For shippers, what is the cost of a one day delay in coming to terms? The port of New York handled 6.6 million Twenty-foot Equivalent Unit (TEU) containers in 2022, but the East cost and Gulf coast ports for which data are available handled ~21 million. The average value of a TEU is $54.500. Assume firms have a 20% annual discount rate for a little back-of-the-envelope calculation.


Port of New York All Affected Ports Units
Volume Handled 2022 6.6 20.8 Million TEU
Value of TEU 2020 $54.5 $54.5 $Thousands
Annual Value $359.7 $1,133.6 $Billion/Year
Daily Value $985.5 $3,105.8 $Million/Day
Daily Carrying Cost $540.0 $1,701.8 $Thousand/Day

The carrying cost alone is over $1.7 million per day, perhaps more in 2024 due to inflation and increases in trade volume. This is also a lower-bound since there will also be production disruptions & spoilage of goods. The cost to shippers might come to $3-5million per day.

What is labor's cost of a one day delay in coming to terms? The earnings of the 45,000 affected dock workers could be anywhere from $39/hour to $200,000/year. Suppose half of these would have worked on any day and that a typical day is eight hours of work, the 45,000*0.5*$39/hour*8hours = ~$7million per day. This is an upper-bound since opportunity cost of workers time is not $0. The cost to workers might be $3-5million per day.

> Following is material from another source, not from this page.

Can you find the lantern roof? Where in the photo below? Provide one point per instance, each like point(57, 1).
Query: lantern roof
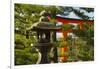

You can adjust any of these assumptions as you deem appropriate, but it seems that the two parties were pretty evenly matched.

Thursday, October 3, 2024

Colocating Complements

 

Providers of complementary services can increase demand by reducing the search costs of shared customers. Perhaps colocation will suffice but the next step would be vertical integration.

Wednesday, October 2, 2024

New interactive games to teach supply, demand, and pollution, a "negative externality"

From MarginalRevolution.com:

MRU videos are free for anyone’s use anytime, anywhere and don’t forget there are also two new econ-practice games on negative externalities and positive externalities and a fun choose your own adventure story on Unintended Consequences (most textbooks just teach when regulation works. We are more balanced.)

HIGHLY RECOMMENDED: These are GREAT exercises for teaching students about Demand, Supply, and shifts in Demand and Supply!